Perhaps this isn't linked to threading at all, and is just a consequence of the fact that the order in which the reinsertion candidates are selected is different. Could you perhaps serialize the BVH to a file using the serialization functions, and write out the sequence of reinsertions performed on the tree before the hang? That way, I should be able to reproduce the problem on my machine.

To do that, you can add the following code to the test:

std::ofstream bvh_file("bvh.bin", std::ofstream::binary);
StdOutputStream stream(bvh_file);
bvh.serialize(stream);

You can print the sequence of reinsertions in reinsertion_optimizer.h, line 257:

std::cout << "**** iteration: " << iter << std::endl;
for (auto& reinsertion : reinsertions)
    std::cout << reinsertion.from << " " << reinsertion.to << std::endl;

Then, if you re-run the test like this:

./test > reinsertions.txt

You should get a file bvh.bin and the sequence of reinsertions should be in reinsertions.txt.

colincornaby commented 6 months ago

I think with that change the serialization would never occur because the freeze happens on this line: auto bvh = bvh::v2::DefaultBuilder<Node>::build(thread_pool, bboxes, centers, config);

Would gathering bvh.bin on medium quality to avoid reinsertion be workable?

madmann91 commented 6 months ago

Ah, right, sorry. It's still possible to add it to the default builder itself, in default_builder.h, line 43, right before the call to the reinsertion optimizer.

colincornaby commented 6 months ago

Here's a dump of the BVH. The console output of the optimizer was:

colincornaby@Colins-MBP BVH-Issue % ./a.out                           
Found 3693 triangles
**** iteration: 0
2 3
22 23
326 350
182 316
324 326
331 326
216 209
19 16
146 2206
148 2205
2205 148
132 135
**** iteration: 1
2264 2278
2280 2278
2232 2278
2230 2278
2209 2229
2212 2229
2220 2229
2207 2207

bvh.bin.zip

madmann91 commented 6 months ago

It appears your BVH has an incorrect structure. I'm not sure why, but node 2207 should be a left child (it has an odd index), but it appears it is linked by its parent as a right child. Have you made any change to the BVH or is it straight from the builder?

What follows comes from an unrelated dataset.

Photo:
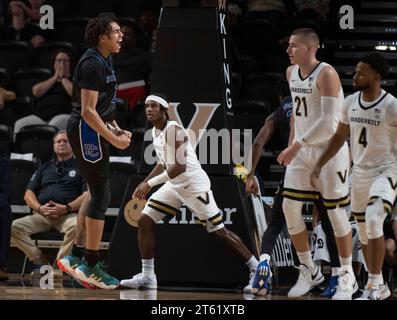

colincornaby commented 6 months ago

The BVH is straight from the builder. However -

While replying to you I did a diff to make sure I had not inadvertently introduced any changes to the BVH construction. I had not - however I had not yet pulled in the commit for #81. Once I pulled in the latest master branch - including that commit, the issue stopped occurring. This includes both in the sample app you provided and our internal tests for our application.

If thats an adequate resolution for you I can close this bug in since it may be linked to #81.

madmann91 commented 6 months ago

Ah, of course, this would have created invalid BVHs! That does indeed explain why it was seemingly random and not happening on my machine. Nice work figuring this one out. I'm closing this. I really don't think it will happen again, but if for some strange reason it does, don't hesitate to re-open.